By Josef Gregory Mahoney When the UCLA basketball team visited China recently for an exhibition game, the team lodged in a luxury hotel adjacent to an upscale shopping mall. During their stay, three players went on a shoplifting spree, were detained, and found themselves front-page news globally. US President Donald Trump personally requested leniency for them while visiting Chinese President Xi Jinping, and as a common diplomatic courtesy, the players were released and allowed to return to Los Angeles. In a press conference hosted by the University, the players apologized for their “lapses of judgment” and thanked Trump for his support. One of the players, LiAngelo Ball, stated, “I’d like to start off by saying sorry for stealing from the stores in China…I didn’t exercise my best judgment and I was wrong for that. … I’m a young man, however, it’s not an excuse for making such a stupid decision.” In fact, Trump, looking to score additional political points from this imbroglio, had tweeted earlier that he wondered whether “the three UCLA Basketball Players will say thank you President Trump?”|
UCLA head coach Steve Alford gives his statement during a news conference at UCLA Wednesday, Nov. 15, 2017, in Los Angeles.[Photo: AP/Jae C. Hong]It is easy for most people to sympathize with a “lapse of judgment” because most can admit to having suffered from them.
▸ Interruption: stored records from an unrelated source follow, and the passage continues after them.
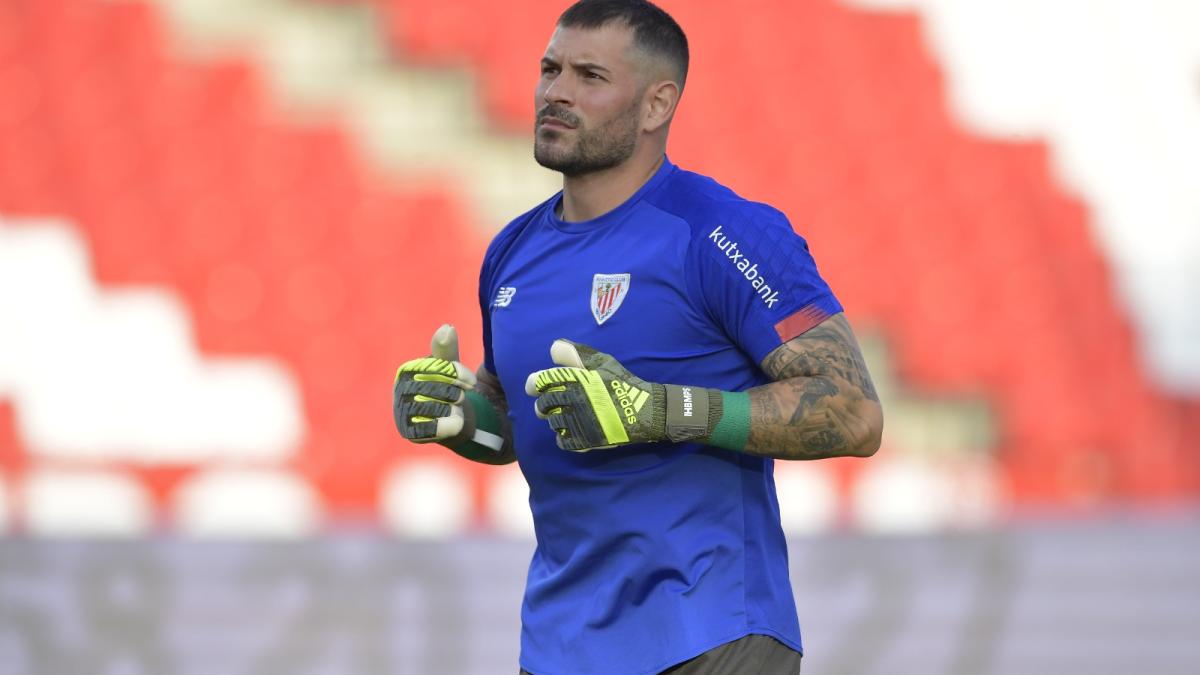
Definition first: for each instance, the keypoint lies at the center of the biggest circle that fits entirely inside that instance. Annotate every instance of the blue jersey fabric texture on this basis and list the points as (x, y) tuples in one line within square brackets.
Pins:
[(648, 555)]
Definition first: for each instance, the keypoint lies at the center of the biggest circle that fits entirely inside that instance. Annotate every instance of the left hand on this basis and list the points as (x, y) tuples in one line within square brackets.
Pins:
[(592, 401)]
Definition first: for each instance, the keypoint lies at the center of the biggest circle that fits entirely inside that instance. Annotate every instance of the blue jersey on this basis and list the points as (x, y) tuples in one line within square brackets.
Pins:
[(649, 554)]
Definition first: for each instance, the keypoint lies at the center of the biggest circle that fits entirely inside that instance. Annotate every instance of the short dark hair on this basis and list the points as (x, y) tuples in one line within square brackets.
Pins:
[(654, 30)]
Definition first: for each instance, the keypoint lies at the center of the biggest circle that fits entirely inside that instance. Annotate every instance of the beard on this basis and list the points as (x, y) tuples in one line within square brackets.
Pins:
[(594, 149)]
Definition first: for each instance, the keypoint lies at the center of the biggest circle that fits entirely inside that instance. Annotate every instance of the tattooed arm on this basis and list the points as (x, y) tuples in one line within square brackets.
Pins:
[(489, 386), (822, 402)]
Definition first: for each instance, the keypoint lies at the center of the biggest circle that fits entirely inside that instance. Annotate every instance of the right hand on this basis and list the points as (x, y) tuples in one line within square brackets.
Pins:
[(429, 394)]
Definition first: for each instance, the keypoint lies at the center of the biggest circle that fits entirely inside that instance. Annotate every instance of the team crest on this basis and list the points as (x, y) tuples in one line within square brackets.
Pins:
[(607, 292)]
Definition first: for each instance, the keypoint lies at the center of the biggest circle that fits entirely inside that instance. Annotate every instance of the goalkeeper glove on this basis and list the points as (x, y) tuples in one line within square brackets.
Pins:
[(593, 401), (433, 401)]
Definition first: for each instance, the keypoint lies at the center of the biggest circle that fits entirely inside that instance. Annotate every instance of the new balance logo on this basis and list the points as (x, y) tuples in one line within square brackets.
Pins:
[(504, 296), (630, 399), (748, 269)]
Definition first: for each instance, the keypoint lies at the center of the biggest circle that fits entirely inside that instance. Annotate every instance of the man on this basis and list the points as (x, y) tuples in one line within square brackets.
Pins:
[(659, 544)]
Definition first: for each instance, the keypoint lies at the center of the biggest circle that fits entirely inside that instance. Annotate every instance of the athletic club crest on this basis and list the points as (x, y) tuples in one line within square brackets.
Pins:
[(607, 292)]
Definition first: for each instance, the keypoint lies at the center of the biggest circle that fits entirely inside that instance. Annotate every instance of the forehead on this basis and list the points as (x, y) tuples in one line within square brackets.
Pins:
[(607, 46)]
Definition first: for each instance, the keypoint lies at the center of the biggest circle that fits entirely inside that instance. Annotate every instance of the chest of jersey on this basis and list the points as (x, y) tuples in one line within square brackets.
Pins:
[(622, 291)]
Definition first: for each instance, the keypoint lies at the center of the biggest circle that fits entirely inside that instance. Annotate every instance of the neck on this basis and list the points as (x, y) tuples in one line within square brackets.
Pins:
[(593, 195)]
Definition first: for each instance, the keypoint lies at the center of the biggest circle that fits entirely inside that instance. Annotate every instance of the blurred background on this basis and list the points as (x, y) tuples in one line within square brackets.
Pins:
[(225, 222)]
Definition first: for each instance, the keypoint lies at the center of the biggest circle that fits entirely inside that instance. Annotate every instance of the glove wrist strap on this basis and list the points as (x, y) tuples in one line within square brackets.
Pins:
[(709, 416), (481, 437), (687, 412)]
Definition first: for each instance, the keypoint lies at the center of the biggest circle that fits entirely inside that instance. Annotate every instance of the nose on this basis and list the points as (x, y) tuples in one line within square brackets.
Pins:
[(557, 90)]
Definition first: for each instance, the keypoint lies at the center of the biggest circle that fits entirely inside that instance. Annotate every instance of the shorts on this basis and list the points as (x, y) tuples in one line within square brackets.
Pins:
[(753, 655)]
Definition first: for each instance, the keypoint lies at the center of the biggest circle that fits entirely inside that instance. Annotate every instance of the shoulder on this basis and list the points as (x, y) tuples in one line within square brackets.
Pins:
[(510, 233), (714, 210), (723, 223)]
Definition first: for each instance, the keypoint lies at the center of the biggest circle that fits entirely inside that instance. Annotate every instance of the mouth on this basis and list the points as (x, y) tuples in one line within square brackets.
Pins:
[(553, 123)]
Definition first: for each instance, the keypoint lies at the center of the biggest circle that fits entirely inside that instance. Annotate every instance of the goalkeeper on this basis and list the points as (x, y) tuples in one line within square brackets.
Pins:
[(652, 344)]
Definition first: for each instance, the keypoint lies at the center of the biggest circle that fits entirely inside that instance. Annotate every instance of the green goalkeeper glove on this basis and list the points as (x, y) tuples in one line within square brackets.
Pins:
[(433, 401), (593, 401)]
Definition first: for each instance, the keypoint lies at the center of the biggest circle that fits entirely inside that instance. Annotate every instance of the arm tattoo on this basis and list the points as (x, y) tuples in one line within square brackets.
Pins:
[(828, 348), (822, 402), (489, 387)]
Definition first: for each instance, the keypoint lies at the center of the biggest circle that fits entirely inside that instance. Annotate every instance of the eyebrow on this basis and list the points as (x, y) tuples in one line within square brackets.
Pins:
[(577, 65)]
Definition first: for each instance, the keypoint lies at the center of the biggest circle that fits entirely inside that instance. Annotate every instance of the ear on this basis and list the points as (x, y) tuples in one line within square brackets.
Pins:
[(659, 105)]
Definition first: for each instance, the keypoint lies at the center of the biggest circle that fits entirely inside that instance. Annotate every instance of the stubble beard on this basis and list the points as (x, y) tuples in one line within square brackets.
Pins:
[(599, 149)]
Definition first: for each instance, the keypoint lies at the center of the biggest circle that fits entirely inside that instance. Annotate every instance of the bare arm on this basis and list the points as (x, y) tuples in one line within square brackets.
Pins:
[(822, 402), (489, 386)]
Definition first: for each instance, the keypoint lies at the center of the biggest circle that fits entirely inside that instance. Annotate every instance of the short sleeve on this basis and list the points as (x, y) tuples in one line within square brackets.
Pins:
[(757, 279)]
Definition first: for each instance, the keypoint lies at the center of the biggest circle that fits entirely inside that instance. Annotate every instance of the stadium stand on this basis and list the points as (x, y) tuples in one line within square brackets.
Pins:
[(966, 252), (283, 238)]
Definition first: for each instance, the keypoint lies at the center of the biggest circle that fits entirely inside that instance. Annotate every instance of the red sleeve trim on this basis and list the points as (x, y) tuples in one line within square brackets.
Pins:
[(801, 322)]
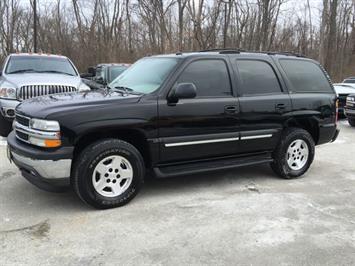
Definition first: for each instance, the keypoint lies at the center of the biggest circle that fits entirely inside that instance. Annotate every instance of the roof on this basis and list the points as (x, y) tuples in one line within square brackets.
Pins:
[(113, 64), (37, 54), (231, 51)]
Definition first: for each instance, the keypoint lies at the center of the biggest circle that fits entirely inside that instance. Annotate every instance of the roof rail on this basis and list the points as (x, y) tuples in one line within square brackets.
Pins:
[(224, 50), (285, 53)]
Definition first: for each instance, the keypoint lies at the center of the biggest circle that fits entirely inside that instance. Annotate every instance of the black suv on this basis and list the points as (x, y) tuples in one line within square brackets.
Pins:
[(177, 114)]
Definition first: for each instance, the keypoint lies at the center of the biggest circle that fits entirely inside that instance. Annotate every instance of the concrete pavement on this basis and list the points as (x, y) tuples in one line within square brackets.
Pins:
[(247, 216)]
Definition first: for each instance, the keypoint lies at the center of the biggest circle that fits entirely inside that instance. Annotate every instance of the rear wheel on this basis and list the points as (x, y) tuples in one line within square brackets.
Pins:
[(108, 173), (294, 154), (351, 122)]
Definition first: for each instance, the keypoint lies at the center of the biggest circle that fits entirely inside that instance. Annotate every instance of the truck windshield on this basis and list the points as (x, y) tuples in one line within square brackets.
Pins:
[(39, 64), (146, 75)]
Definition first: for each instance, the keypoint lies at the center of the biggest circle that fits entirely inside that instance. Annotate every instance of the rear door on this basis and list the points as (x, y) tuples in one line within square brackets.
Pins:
[(264, 103), (203, 127)]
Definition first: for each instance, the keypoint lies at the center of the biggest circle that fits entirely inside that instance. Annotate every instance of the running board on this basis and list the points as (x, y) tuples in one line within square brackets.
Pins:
[(211, 165)]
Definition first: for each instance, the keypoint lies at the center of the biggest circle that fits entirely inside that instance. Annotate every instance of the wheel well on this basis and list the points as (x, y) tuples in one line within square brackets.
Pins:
[(134, 137), (307, 124)]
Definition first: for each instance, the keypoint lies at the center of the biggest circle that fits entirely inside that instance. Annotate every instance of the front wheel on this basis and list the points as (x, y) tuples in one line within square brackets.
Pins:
[(351, 122), (108, 173), (294, 154)]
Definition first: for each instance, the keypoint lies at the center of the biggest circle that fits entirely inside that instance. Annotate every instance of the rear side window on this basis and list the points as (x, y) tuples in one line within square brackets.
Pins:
[(210, 77), (305, 76), (257, 77)]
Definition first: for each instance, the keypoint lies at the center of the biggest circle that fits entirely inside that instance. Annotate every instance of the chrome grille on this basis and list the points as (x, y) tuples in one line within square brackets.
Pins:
[(30, 91), (23, 120)]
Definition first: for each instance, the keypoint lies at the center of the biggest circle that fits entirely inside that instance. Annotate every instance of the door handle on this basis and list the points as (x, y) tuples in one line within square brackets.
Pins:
[(230, 109), (280, 107)]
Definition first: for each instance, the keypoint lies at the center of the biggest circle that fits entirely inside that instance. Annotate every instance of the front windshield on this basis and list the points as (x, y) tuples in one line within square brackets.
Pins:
[(146, 75), (41, 64)]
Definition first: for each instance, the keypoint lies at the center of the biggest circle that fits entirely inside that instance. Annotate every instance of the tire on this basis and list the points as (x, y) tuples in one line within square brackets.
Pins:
[(351, 122), (5, 127), (290, 156), (108, 173)]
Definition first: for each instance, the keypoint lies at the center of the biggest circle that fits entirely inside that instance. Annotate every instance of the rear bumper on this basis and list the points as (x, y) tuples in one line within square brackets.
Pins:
[(48, 170), (349, 112)]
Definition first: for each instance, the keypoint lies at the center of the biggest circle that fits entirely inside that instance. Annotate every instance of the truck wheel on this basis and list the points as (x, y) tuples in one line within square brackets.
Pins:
[(5, 127), (351, 122), (294, 154), (108, 173)]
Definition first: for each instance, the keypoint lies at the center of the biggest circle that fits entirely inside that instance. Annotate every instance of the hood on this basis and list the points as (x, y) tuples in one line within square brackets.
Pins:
[(49, 105), (22, 79)]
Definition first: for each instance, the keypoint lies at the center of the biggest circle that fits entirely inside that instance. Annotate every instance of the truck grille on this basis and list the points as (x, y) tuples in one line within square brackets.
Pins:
[(30, 91)]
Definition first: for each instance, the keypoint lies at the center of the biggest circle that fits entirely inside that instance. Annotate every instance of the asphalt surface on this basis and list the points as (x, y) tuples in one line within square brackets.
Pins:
[(246, 216)]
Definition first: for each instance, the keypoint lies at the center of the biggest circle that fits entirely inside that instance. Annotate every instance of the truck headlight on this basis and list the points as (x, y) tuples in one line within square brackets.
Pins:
[(8, 93), (83, 87), (45, 125)]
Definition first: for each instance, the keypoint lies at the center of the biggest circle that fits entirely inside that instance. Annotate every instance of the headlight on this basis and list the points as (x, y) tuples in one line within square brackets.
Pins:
[(44, 125), (83, 87), (9, 93)]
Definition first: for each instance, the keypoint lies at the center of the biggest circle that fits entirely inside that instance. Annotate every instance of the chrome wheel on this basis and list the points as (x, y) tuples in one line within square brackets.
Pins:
[(297, 154), (112, 176)]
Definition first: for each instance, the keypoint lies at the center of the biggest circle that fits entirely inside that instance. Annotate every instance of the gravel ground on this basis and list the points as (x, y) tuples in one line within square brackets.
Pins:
[(245, 216)]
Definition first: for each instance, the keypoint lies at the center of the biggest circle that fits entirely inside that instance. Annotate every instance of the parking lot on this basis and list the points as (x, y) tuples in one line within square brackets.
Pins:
[(243, 216)]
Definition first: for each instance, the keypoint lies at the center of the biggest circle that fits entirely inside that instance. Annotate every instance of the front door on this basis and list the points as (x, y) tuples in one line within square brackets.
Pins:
[(203, 127), (263, 105)]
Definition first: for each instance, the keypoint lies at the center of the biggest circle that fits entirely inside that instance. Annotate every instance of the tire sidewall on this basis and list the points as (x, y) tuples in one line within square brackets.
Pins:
[(86, 168), (286, 168)]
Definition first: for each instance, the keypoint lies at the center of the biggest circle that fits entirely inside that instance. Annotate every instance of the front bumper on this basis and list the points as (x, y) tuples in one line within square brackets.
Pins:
[(48, 170)]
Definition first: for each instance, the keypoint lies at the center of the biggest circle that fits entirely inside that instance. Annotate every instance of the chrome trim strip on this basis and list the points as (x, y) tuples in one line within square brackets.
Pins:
[(256, 137), (200, 142)]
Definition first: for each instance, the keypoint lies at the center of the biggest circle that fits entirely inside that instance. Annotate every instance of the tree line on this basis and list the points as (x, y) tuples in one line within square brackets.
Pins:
[(94, 31)]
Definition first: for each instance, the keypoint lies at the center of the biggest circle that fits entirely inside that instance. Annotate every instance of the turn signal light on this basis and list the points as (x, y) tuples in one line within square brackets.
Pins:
[(52, 143)]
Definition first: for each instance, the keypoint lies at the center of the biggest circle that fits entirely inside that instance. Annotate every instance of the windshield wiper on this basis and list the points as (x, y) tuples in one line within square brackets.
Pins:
[(125, 90), (22, 71), (55, 71)]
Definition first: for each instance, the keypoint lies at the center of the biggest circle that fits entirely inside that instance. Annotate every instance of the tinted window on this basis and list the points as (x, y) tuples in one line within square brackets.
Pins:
[(146, 75), (210, 77), (305, 76), (257, 77), (349, 81), (39, 64)]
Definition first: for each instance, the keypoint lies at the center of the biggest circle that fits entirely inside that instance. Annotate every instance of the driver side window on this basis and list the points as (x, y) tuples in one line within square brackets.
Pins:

However, few netizens seem to have sympathy for these players who, representing their country, their school, and inevitably—their race, as all three are African American men—forsook their responsibilities and committed crimes that in all likelihood would have resulted in much worse consequences if they had committed them in the US itself. Nevertheless, the US president, their school officials, and influential sportswriters have been far more lenient in terms of the punishments they have faced to-date.
There are at least three reasons the consequences would have been worse in the US. First, because there is little public toleration for athletes, who are perceived as already occupying privileged positions, who commit crimes, which in turn goads public prosecutors to set strong examples by prosecuting them fully. Second, because the crimes by these men including, according to reports, stealing expensive, luxury items, including a pair of sunglasses from a Louis Vuitton boutique, in other words, these were crimes that were committed without any mitigating purpose, like stealing necessities in the face of poverty, or to feed hungry children, and so on. And third, as most studies indicate, black men in America are most likely to bear the full weight of the law and then some in situations like these.